14 . Who is the Ethical Elite who can Save the World? Princeton, 1954
"... I consider the "Society of Friends," the Quakers, commending the religious community as having the highest moral standards."
Letter to Australian pathologist, Dr. Alton R. Chapple regarding the Quakers. Princeton, 23.2.1954.
Specifications:  leaf, stationery, typewritten and signed by Prof. Einstein. 28x21 cm. English.
Content: "I consider the "Society of Friends," the Quakers, commending the religious community as having the highest moral standards. As far as I know they have never made any evil compromises and are always guided by their consciences. In international life, especially, their influence seems to me very beneficial and effective."
Einstein also denies the contradiction that Chapple discerned in a letter from five years earlier, mentioning that he does not expect people to refuse to work in research that generates knowledge for the means of mass destruction, writing here that since "the rules applying to a pioneering moral elite can not be expected to be followed by the rank and file."

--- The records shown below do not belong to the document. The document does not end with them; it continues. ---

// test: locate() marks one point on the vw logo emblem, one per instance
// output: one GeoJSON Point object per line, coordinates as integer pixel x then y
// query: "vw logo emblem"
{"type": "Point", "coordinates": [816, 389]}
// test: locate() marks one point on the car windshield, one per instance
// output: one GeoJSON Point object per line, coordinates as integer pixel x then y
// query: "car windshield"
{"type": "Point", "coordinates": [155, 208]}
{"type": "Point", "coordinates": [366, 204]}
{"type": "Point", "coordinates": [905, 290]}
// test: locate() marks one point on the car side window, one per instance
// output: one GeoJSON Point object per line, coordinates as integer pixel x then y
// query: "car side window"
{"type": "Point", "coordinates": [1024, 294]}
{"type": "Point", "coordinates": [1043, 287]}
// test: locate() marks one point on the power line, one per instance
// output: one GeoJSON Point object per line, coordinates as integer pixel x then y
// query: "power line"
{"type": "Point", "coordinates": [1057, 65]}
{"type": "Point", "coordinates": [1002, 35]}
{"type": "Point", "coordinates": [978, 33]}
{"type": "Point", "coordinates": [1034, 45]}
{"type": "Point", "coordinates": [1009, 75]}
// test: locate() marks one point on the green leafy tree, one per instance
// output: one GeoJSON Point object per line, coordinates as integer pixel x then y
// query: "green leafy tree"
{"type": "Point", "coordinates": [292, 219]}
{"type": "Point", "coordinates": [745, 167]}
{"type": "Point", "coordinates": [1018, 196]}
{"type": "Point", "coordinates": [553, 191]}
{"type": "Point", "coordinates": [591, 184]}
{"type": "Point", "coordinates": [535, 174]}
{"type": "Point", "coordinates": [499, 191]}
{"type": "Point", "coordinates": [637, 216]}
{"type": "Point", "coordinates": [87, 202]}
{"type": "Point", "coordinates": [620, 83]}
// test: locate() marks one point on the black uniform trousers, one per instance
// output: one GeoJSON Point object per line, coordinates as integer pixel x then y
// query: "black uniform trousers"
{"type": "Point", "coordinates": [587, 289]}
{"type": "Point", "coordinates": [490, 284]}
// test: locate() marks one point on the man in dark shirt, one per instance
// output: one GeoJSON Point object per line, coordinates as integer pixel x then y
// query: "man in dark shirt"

Quakers: The Society of Friends is a Christian religious group formed in the 17th century in England by George Fox. The community aimed at purifying the Christian world and generating social reform by creating direct experience with G-d, without clergy or other expressions of church. The members of this group greatly influenced science and industry, relative to their small numbers. Their community is noted for the pursuit of peace and non-violence. Einstein, an ardent pacifist, (though he did not believe in pacifism at any price or in all situations) expresses his appreciation for the Quaker's approach to ethics, pursuit of peace and non-violence.
Condition: Fine condition, fold marks, aging stains.